Published May 15th 2018 by HarperTeen

ISBN 0062422995 (ISBN13: 9780062422996)

Edition Language : English

Pengkhianatan Cal, Orang yang sangat ia cintai, begitu menghancurkan Mare Barrow. Namun hal ini tak membuatnya menyerah untuk menyelamatkan kaumnya, baik itu Red Bloods atau New Bloods. Dengan terpaksa, ia dan Scarlet Guard, beserta para aliansi yang telah terbentuk bertekad secara bersama-sama untuk menurunkan Maven dari tahta nya.

Namun, dengan aliansi yang terbentuk ternyata tidak semudah itu menghancurkan Maven, terlebih karena Maven yang begitu pintar juga telah membentuk aliansi tersendiri dengan menikahi Putri dari kaum peri, yakni Iris Cygnet.

Mare berjuang dengan seorang yang menghancurkan hatinya untuk menghancurkan orang yang juga menghancurkan dirinya. Tragis memang

Maven sendiri, belum bisa mengenyehkan obsesinya untuk mendapatkan Mare, yang menurutnya sosok yang paling memahami dirinya. Dan Mare tahu benar akan hal ini.

Lalu aliansi siapakah yang terhebat? Siapakah yang akan hancur terlebih dulu? Ini merupakan kisah terakhir dari series Red Queen karya Victoria Aveyard.

 

Review

Bingung mau mulai ngomel darimana, wkwkwkkw….. baiklah…

Dari ending buku ketiga saya agak heran, kenapa harus ada lanjutannya? Apakah ga akan sia-sia di buku ke empat nanti? Karena menurut saya pribadi, harusnya kisah ini bisa selesai sampai buku ketiga. Cukup…
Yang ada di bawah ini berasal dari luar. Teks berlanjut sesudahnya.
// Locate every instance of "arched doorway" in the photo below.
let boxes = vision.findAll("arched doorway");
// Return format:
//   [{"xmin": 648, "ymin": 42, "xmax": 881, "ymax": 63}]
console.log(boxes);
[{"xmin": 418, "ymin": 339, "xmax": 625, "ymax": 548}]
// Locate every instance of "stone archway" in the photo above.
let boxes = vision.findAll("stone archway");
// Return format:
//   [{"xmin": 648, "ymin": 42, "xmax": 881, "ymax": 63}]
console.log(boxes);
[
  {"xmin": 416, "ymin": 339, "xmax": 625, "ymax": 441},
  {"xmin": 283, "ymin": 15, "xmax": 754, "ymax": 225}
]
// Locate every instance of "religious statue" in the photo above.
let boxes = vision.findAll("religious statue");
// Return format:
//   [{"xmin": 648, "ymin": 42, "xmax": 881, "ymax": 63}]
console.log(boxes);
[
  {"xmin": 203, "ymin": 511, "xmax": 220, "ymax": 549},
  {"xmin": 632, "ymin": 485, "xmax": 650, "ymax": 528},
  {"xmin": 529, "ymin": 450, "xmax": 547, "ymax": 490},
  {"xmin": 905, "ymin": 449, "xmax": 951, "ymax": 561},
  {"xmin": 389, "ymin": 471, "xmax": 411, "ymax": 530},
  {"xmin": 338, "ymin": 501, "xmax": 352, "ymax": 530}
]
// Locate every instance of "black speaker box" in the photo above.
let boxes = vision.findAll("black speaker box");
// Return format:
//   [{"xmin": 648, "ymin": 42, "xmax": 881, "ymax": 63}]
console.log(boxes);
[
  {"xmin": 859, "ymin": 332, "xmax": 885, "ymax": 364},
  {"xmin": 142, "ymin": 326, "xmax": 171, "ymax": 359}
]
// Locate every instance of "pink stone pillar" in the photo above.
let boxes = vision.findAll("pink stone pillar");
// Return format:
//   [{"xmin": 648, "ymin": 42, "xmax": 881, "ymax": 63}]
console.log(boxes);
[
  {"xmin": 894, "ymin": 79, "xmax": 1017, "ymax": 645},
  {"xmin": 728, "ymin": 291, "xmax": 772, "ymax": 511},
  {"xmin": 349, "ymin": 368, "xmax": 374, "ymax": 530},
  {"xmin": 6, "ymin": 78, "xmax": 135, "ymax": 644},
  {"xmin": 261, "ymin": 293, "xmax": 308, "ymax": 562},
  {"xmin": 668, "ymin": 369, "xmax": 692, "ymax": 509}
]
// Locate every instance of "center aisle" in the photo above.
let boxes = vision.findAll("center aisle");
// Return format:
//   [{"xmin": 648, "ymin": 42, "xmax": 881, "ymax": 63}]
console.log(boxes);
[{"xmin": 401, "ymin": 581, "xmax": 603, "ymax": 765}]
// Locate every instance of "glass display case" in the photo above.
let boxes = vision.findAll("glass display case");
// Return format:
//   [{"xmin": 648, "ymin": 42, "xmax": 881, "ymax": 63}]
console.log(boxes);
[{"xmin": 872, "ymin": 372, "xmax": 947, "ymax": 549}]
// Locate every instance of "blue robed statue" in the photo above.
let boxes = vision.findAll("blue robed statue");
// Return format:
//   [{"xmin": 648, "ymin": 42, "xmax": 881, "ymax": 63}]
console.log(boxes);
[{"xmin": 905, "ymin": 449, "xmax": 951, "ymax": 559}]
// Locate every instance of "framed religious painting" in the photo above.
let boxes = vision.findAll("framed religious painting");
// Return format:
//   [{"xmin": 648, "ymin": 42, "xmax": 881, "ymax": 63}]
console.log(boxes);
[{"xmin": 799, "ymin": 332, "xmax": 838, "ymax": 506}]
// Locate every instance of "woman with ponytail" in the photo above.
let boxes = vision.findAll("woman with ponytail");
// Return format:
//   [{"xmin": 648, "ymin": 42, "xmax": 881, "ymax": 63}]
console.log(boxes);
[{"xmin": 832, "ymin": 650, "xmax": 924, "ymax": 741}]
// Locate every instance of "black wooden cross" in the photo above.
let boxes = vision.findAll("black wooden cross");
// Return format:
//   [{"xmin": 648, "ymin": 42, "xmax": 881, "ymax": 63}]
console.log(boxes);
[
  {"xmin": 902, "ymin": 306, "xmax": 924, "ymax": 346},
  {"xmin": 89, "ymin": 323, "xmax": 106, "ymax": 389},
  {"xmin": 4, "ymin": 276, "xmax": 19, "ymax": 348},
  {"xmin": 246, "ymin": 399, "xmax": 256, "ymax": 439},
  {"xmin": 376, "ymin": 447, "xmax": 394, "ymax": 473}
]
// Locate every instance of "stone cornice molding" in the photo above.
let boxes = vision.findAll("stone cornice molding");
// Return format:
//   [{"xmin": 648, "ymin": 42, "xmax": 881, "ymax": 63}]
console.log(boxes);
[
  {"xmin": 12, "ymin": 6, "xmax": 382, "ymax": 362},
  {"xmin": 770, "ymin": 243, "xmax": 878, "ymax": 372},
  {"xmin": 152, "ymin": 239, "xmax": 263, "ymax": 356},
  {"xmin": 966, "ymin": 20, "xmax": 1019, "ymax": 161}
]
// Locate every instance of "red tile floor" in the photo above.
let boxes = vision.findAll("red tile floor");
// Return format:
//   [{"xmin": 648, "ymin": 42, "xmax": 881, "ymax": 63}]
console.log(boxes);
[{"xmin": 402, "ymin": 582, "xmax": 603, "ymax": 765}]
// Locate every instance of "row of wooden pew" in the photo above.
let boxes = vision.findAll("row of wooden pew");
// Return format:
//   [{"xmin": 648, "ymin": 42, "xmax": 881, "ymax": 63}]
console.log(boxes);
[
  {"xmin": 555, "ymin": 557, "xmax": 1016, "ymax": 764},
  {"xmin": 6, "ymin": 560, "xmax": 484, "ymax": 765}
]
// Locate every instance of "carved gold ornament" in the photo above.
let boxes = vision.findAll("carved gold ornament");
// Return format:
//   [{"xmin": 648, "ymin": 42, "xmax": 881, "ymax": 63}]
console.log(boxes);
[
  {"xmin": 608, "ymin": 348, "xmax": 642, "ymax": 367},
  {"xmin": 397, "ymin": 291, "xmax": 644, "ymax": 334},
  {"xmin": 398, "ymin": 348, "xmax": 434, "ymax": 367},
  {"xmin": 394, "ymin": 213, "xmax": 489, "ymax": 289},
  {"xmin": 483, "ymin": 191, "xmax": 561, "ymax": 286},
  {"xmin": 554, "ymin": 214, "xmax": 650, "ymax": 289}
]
Dan mau dikata apa, karena saya sudah terlanjur kecebur ke series ini, mau ga mau ya tetep nunggu, tetep ga sabar mau ketemu Maven, tetep PO biar langsung dapat buku ini di awal. Kemudian pas buku ini datang, saya shock,,, TEBEL AMAT yak…. Bingung apa yang diceritain disana,,, dan setelah baca…

DUGAAN SAYA BENAR….

Kisah Red Queen memang harusnya cukup sampai di buku ketiga… buku keempat ini,,, apalah ya,, maksa banget. Dari buku awal sampe ketiga, saya muak banget sama ke galauan si Mare, dan di buku ini makin muak aja, oke lah di buku 1 dia masih tampak keren, tapi setelah itu,, helllooooooo…. Saya bingung sama karakter dia, dia powerfull tapi labil, dia ngatain Maven, Cal, padahal dia ga beda,, sama aja. Karakter dia makin annoying banget.
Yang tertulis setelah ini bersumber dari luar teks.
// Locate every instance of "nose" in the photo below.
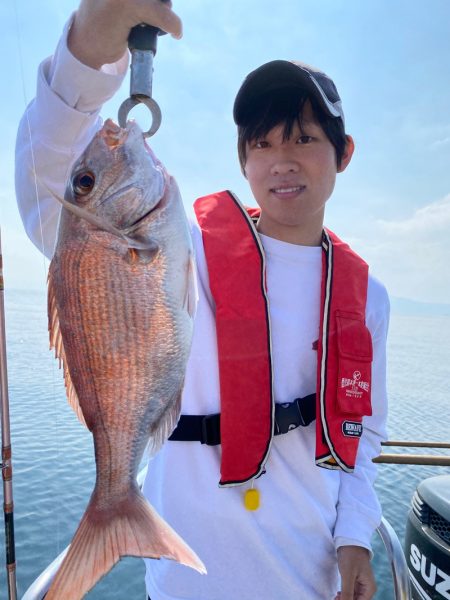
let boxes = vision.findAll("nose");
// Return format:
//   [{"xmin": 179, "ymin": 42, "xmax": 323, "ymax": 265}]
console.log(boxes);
[{"xmin": 270, "ymin": 149, "xmax": 300, "ymax": 175}]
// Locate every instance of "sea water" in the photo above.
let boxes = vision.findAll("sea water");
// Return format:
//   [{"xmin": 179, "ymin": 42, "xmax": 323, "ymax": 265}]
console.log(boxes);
[{"xmin": 0, "ymin": 291, "xmax": 450, "ymax": 600}]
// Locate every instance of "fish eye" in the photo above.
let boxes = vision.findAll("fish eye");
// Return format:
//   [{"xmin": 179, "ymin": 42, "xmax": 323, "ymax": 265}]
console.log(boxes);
[{"xmin": 72, "ymin": 171, "xmax": 95, "ymax": 196}]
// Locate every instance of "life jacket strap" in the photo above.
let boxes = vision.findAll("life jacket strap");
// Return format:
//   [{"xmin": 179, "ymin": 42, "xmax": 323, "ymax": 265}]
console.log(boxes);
[{"xmin": 169, "ymin": 394, "xmax": 316, "ymax": 446}]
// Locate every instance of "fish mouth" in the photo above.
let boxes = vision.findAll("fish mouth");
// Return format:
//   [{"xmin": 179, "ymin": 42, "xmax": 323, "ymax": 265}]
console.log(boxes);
[
  {"xmin": 99, "ymin": 119, "xmax": 126, "ymax": 149},
  {"xmin": 124, "ymin": 198, "xmax": 164, "ymax": 234}
]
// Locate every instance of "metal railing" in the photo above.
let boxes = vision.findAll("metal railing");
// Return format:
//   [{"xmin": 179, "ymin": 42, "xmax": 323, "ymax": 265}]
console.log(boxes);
[
  {"xmin": 373, "ymin": 440, "xmax": 450, "ymax": 467},
  {"xmin": 22, "ymin": 512, "xmax": 411, "ymax": 600}
]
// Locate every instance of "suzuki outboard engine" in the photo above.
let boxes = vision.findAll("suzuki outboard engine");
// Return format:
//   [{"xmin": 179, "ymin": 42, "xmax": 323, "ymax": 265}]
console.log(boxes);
[{"xmin": 405, "ymin": 475, "xmax": 450, "ymax": 600}]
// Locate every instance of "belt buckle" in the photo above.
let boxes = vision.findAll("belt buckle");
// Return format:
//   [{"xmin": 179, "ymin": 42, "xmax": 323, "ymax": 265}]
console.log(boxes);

“Cal Chose the Crown. Not Me. Not Us”

Saya masih bingung aja, konsep di buku keempat ini ya mirip sama sebelumnya, ujung-ujungnya Cal kekeuh jadi Raja, jadi apa bedanya sama perjuangan mereka selama ini?

Judul di buku keempat ini WAR STROM kan? Dari judulnya saya mengharapkan sebuah pertarungan yang LUAR BIASA Epic, pertarungan penutup yang keren, yang bikin saya ga lupa sama kisah buku ini. tapi nyatanya? Judul hanyalah sebuah judul. Perangnya ga banget.. astaga……. Cuma ada 1 pertempuran antara Cal dan Iris yang agak keren, selebihnya… BYE…. Gitu doank.. sumpah… saya sedih aja kenapa sih ga di eksplore lebih lanjut ke pertaruangannya? Kenapa ini malah fokus sama kisah-kisah ga penting diluar pertarungan itu?

 “Don’t look at me like that , Tiberias”

“Don’t call me Tiberias”

Dari awal sang penulis memang tipikal yang begitu detail, tapi sayang ke detail an nya dipakai untuk hal-hal yang ga terlalu penting, contohnya nge deskripsiin STEAK aja ampe lebeh, padahal kalau halaman itu dibuang, atau diganti sama yang lebih berbobot kan lebih BAGUS?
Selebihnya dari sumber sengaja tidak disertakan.